Die Schweiz ist ein Land der Smartphones und Tablets. Wer sich im Privatleben an die praktischen Dienste der mobilen Helfer gewöhnt hat, will auch im Geschäft nicht darauf verzichten. Manche Unternehmen fordern ihre Mitarbeiter bewusst dazu auf, die eigenen Privatgeräte auch im Geschäft zu nutzen. «Bring Your Own Device» (BYOD) heisst dieser Trend. Die mobilen Geräte verschaffen den Mitarbeitern jederzeit und von jedem Ort aus Remote-Zugriff auf das Firmennetzwerk, etwa zum Download von Dokumenten oder zum Abruf aktueller Daten aus dem ERP-System. Es gibt sogar Firmen, deren Videoüberwachung via Smartphone gesteuert und abgefragt werden kann.

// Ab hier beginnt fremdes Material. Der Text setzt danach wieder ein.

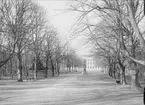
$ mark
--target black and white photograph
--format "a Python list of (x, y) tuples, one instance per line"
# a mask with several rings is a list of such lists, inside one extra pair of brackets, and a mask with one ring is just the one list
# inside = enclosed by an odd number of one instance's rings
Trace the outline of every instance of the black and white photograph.
[(0, 0), (0, 105), (145, 105), (145, 0)]

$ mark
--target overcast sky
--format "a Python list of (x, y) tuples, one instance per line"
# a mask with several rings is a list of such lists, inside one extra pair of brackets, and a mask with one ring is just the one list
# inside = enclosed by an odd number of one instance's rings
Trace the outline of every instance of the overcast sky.
[[(72, 1), (69, 0), (35, 0), (42, 6), (51, 24), (58, 29), (59, 36), (63, 41), (69, 40), (72, 26), (75, 24), (78, 14), (76, 12), (65, 12)], [(90, 46), (84, 46), (84, 37), (77, 37), (69, 41), (70, 46), (77, 51), (79, 55), (89, 54)]]

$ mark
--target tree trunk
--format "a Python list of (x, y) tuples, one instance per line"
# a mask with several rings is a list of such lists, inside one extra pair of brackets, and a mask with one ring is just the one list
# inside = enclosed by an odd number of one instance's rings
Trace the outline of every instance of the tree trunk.
[(132, 75), (131, 75), (131, 85), (133, 87), (136, 87), (136, 88), (141, 88), (140, 83), (139, 83), (138, 74), (139, 74), (139, 70), (134, 70), (132, 72)]
[(125, 76), (125, 70), (122, 70), (122, 73), (121, 73), (121, 84), (122, 85), (126, 85), (127, 84), (126, 76)]
[(18, 63), (18, 82), (23, 82), (23, 78), (22, 78), (22, 56), (19, 53), (18, 54), (18, 59), (17, 59), (17, 63)]
[(126, 76), (125, 76), (125, 67), (123, 66), (123, 64), (121, 64), (121, 63), (119, 63), (120, 64), (120, 69), (121, 69), (121, 84), (122, 85), (125, 85), (125, 84), (127, 84), (127, 82), (126, 82)]
[(50, 57), (50, 60), (51, 60), (51, 70), (52, 70), (52, 77), (54, 77), (54, 72), (55, 72), (55, 68), (54, 68), (54, 64), (53, 64), (53, 61), (52, 61), (52, 59), (51, 59), (51, 57)]
[(35, 57), (34, 63), (34, 80), (37, 80), (37, 58)]
[(59, 63), (57, 63), (57, 74), (60, 74), (60, 67), (59, 67)]

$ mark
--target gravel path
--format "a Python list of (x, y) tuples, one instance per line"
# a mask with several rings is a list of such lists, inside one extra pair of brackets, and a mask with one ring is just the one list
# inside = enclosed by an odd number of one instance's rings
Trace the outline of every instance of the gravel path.
[(0, 82), (0, 105), (143, 105), (129, 85), (100, 72), (62, 74), (37, 82)]

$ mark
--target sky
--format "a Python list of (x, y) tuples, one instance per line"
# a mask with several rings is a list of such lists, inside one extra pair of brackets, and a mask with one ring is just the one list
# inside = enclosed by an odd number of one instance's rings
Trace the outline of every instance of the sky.
[(69, 46), (76, 50), (76, 53), (80, 56), (90, 54), (90, 45), (84, 45), (84, 36), (74, 38), (71, 37), (72, 27), (78, 18), (76, 12), (65, 12), (71, 0), (34, 0), (41, 7), (44, 8), (48, 20), (57, 28), (59, 36), (63, 42), (69, 41)]

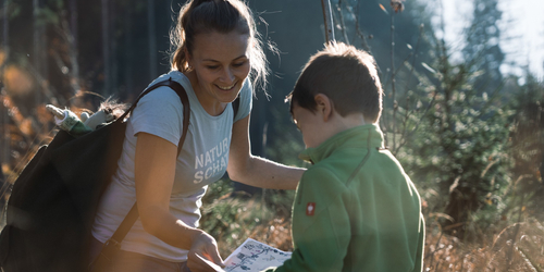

Schutz nach Aussen und Innen
Der mobile Datenzugriff sorgt für mehr Benutzerfreundlichkeit und eine hohe Erreichbarkeit der Angestellten. Vielversprechende Möglichkeiten also, doch was ist mit der Sicherheit? Vor allem in kleinen bis mittleren Unternehmen bestehen oft noch keine internen Richtlinien. Smartphones und Tablets können sich so als echtes Sicherheitsrisiko entpuppen – und nicht nur diese.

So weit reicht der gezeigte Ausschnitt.